Lancashire hotpot is a stew originating in Lancashire in the North West of England. It consists of lamb or mutton and onion, topped with sliced potatoes  and slowly baked in a pot at a low heat.

History and etymology
In the 17th century the word "hotpot" referred not to a stew but to a hot drink – a mixture of ale and spirits, or sweetened spiced ale. An early use of the term to mean a meat stew was in The Liverpool Telegraph in 1836: "hashes, and fricassees, and second-hand Irish hot-pots"; and the Oxford English Dictionary (OED) cites the dish as being served in Liverpool (which was then in Lancashire) in 1842. The Oxford Companion to Food (OCF) cites Elizabeth Gaskell's 1854 novel North and South, depicting hot-pot as the most prized dish among cotton workers in a northern town.

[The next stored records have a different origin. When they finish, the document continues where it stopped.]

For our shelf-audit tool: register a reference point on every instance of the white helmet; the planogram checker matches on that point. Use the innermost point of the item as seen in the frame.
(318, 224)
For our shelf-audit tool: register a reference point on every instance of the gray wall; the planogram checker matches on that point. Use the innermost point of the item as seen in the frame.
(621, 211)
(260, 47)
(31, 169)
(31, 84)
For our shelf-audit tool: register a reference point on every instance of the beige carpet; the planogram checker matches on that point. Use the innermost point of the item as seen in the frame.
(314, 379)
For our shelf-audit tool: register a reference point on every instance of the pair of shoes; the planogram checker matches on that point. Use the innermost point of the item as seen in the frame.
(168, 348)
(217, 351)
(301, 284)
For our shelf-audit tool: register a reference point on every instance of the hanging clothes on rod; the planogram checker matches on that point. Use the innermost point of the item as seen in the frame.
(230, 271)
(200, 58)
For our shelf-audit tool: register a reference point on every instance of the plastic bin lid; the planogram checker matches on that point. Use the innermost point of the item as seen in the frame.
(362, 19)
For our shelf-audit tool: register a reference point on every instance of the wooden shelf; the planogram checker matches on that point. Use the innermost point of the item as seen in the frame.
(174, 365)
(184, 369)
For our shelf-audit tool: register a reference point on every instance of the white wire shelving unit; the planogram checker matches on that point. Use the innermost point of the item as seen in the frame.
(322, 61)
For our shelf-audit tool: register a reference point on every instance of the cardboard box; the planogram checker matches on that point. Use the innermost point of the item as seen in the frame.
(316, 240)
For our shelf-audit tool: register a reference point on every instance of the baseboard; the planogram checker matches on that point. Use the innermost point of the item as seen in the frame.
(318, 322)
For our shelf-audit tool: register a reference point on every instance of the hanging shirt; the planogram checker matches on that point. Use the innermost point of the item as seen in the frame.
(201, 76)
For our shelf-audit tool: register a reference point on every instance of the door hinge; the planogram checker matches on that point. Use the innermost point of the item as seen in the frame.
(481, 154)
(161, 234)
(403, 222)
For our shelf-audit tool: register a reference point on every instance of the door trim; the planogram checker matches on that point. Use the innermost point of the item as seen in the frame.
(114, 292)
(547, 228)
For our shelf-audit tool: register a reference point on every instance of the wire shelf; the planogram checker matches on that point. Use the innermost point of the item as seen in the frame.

The OED gives the etymology as "hot adj. + pot n.", and cites the analogous French term pot-au-feu. The OCF refers to earlier forms of the term: "hotchpotch" (a mixed dish, typically a meat and vegetable stew) and "hotchpot", from the medieval French hochepot. A Book of Cookrye (1591) gives a recipe for hodgepodge, using "neck of Mutton or a fat rump of Beef", cooked and served in a broth thickened with bread. The term "hotchpotch" for a stew continued into the 19th century: Mrs Beeton (1861) gives a recipe under that name for a beef and onion stew in beer.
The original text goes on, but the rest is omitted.